J’aime bien les collectionneurs. Ce sont en général des passionnés qui connaissent parfaitement leur sujet. Leur conversation est toujours enrichissante et passionnante. Ce sont les vrais conservateurs du patrimoine à l’heure où les musées voient leurs budgets baisser d’année en année, j’en connais qui possèdent des trésors qui, d’ailleurs, sont souvent prêtés pour des expositions.
Pour un collectionneur de BD, le Graal est de posséder un original. Oh, pas forcément la pièce à 100 000 €, mais la curiosité chinée Dieu sait où. Un collectionneur est toujours fier de ses acquisitions, pour la pièce elle-même, sa spécificité, son originalité, sa valeur, mais aussi de l’histoire, parfois romanesque, de son acquisition.
Il y a autant de collectionneurs qu’il y a de collections : untel ne collectionnera que les dessins d’avions ou de bateaux, un autre des dessins coquins, un autre des pièces d’histoire. Car un original porte toujours des traces de sa publication : au verso, il est courant d’y voir les directives données au photograveur ou à l’imprimeur : le format de publication et la référence du numéro dans lequel la planche est parue. Ce sont des marques d’authenticité.
Des prix très divers
Le prix ? Il est variable. Dans la dernière exposition « Curiosities » de Benjamin Lacombe à la galerie Maghen (jusqu’au 12 janvier 2019), les prix allaient de 200€ pour un petit dessin au trait à 40 000€ pour une « grande machine ». C’est énorme, oui, mais il y a des gens qui peuvent se le permettre. Cette dernière vente a atteint 260 000€ la première semaine, et ce n’est pas un record. Car l’achat d’une planche peut être un bon investissement : entre les années 1990 et aujourd’hui, la cote de certains artistes a été multipliée par 30. Mais acheter un original pour spéculer est sans doute la pire façon de faire : Il faut collectionner avec le cœur.
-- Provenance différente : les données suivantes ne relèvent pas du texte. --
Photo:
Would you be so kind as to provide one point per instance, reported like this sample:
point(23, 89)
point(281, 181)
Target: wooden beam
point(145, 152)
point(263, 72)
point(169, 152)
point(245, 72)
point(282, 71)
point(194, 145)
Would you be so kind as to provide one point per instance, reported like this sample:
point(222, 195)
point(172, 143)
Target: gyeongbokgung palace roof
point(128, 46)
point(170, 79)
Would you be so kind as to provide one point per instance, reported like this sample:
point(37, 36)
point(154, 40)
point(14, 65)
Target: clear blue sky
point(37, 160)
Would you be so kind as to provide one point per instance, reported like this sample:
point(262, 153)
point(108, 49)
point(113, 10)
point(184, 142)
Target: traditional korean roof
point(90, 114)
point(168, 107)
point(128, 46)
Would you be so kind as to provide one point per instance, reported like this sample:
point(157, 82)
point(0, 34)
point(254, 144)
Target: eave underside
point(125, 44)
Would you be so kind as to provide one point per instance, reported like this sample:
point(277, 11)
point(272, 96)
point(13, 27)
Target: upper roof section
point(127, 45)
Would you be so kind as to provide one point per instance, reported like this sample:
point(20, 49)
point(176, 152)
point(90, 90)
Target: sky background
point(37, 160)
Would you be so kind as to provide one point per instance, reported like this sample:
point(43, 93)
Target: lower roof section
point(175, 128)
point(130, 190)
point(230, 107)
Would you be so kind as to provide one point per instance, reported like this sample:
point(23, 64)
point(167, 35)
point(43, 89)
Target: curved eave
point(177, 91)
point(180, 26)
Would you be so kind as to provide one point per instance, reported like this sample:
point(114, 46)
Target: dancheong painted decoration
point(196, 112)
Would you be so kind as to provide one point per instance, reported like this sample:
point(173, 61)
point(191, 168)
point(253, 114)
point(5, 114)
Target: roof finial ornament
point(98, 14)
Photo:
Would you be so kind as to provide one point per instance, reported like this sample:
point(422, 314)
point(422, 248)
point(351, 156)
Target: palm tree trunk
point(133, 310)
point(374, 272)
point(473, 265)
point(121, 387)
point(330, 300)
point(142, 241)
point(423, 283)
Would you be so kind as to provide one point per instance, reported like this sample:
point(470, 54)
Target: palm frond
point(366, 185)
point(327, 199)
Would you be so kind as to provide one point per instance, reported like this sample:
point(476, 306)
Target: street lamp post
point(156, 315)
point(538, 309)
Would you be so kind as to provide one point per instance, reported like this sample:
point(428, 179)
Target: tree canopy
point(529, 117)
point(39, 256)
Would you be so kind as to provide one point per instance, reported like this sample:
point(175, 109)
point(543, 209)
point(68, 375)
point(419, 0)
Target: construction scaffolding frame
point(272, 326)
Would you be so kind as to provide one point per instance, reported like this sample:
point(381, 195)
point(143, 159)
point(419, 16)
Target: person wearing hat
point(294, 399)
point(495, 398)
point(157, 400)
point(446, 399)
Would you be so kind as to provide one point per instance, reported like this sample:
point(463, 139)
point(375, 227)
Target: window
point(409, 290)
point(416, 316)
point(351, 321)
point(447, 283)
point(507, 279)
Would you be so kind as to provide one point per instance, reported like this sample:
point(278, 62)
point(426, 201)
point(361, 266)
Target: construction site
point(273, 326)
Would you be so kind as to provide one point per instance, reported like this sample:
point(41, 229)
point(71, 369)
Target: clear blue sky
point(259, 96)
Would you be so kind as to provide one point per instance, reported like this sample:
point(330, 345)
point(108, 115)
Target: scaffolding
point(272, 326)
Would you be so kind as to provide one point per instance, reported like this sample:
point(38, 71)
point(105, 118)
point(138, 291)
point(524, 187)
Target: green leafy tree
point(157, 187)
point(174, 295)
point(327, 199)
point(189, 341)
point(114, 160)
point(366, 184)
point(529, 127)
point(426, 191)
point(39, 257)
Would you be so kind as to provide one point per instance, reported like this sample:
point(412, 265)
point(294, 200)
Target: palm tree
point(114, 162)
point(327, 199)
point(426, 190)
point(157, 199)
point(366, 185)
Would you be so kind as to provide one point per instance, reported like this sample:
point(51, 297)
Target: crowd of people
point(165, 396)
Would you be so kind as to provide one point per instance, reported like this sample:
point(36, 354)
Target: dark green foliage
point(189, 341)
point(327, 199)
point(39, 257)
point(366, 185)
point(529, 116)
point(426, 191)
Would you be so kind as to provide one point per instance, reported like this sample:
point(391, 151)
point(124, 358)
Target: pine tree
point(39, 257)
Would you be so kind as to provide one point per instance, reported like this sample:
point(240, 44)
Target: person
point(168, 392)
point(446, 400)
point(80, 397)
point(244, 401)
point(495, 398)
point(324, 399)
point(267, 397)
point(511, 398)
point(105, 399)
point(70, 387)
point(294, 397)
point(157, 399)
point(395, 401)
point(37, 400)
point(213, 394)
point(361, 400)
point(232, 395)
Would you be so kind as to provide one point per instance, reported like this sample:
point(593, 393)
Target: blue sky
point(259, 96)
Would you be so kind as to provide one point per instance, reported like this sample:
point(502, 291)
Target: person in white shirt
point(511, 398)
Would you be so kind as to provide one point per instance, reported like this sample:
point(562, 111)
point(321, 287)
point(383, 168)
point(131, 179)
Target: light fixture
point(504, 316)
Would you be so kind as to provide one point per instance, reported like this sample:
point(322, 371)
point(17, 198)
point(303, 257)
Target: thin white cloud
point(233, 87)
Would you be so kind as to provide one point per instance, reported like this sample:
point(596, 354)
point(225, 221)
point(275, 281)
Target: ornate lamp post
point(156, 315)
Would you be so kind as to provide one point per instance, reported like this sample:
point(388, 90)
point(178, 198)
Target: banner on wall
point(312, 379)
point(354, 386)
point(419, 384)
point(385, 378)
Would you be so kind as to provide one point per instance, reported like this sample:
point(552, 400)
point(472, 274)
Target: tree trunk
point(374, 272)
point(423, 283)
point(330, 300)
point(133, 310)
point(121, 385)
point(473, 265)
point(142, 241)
Moi j’aime aller régulièrement sur des sites comme Catawiki ou Ebay, comme cela, par curiosité. Je suis souvent surpris d’y voir des originaux vendus à vil prix. Pas plus tard qu’aujourd’hui, je vois sur Ebay cette planche de Roger Melliès (1901-1969), l’auteur de Tex Bill, le Texas Ranger, l’aviateur Toni Cyclone et l’aventurier Luc Hardy qu’il dessina pendant des années pour les éditions Artima, cet éditeur de fascicules populaires de format poche. C’est une encre de chine sur carton souple de format 16 x 23 cm qui raconte les aventures de Biggles, le fameux héros du Captain W.E. Johns : Biggles en danger (1966). Le prix ? 13€. Ce pourrait être un faux à ce prix-là ? Oui, il faut se méfier. Mais nous sommes ici face à un dessinateur méconnu (mais pas inconnu), sans véritable cote. À ce prix-là, un faux n’est pas rentable.
Plus loin, je vais trouver une gouache originale des Studios Disney, en couleurs, pour 190€. Il s’agit d’un de ces albums jeunesse faits à la chaîne pour le compte de la maison de Burbank, Les Découvertes de Daisy (1986). Idéal pour décorer une chambre d’enfant. Et c’est un original !
Sur Catawiki, une maison qui fait des enchères en ligne, je vois ce beau dessin de Spirou par Munuera (en médaillon). Il est certifié par les experts du site. Son prix : 90€. Mais attention, il s’agit ici d’un site d’enchères. Le prix peut s’envoler, ou pas. Il reste quatre jours pour enchérir et en général, c’est dans les dernières heures que cela se dispute vraiment. À cela, il faut ajouter 9% de frais et les frais d’envoi.
Plus loin, je trouve, dans les mêmes conditions, une planche du Signor Spaghetti de Dino Attanasio à 72€, une belle gouache de Funcken avec un soldat allemand lisant la revue de propagande Signal (1974) à 185€, une sympathique planche des Foot Furieux du dessinateur turc vivant en Belgique Gurcan Gürsel à 30€. Idéal pour un amateur de foot. Il n’est pas rare que sur ces sites, ce soient les auteurs eux-mêmes qui mettent leurs œuvres en vente. C’est devenu partie intégrante de leur modèle économique.
Le tour des galeries
Une fois que vous aurez pris goût à ces vagabondages sur le Net, allez voir des galeristes qui sont parfois aussi des libraires. Ils sont votre meilleure université. Faites-vous raconter la technique, la valeur, l’intérêt artistique de tel ou tel artiste. Le plus souvent, vous pourrez les rencontrer, ces artistes, lors des vernissages et là vous découvrirez qu’au-delà du plaisir de la lecture d’un album, on peut y capter d’autres regards, d’autres histoires qui nous racontent le mystère de la création.
L’année prochaine, nous irons à leur rencontre.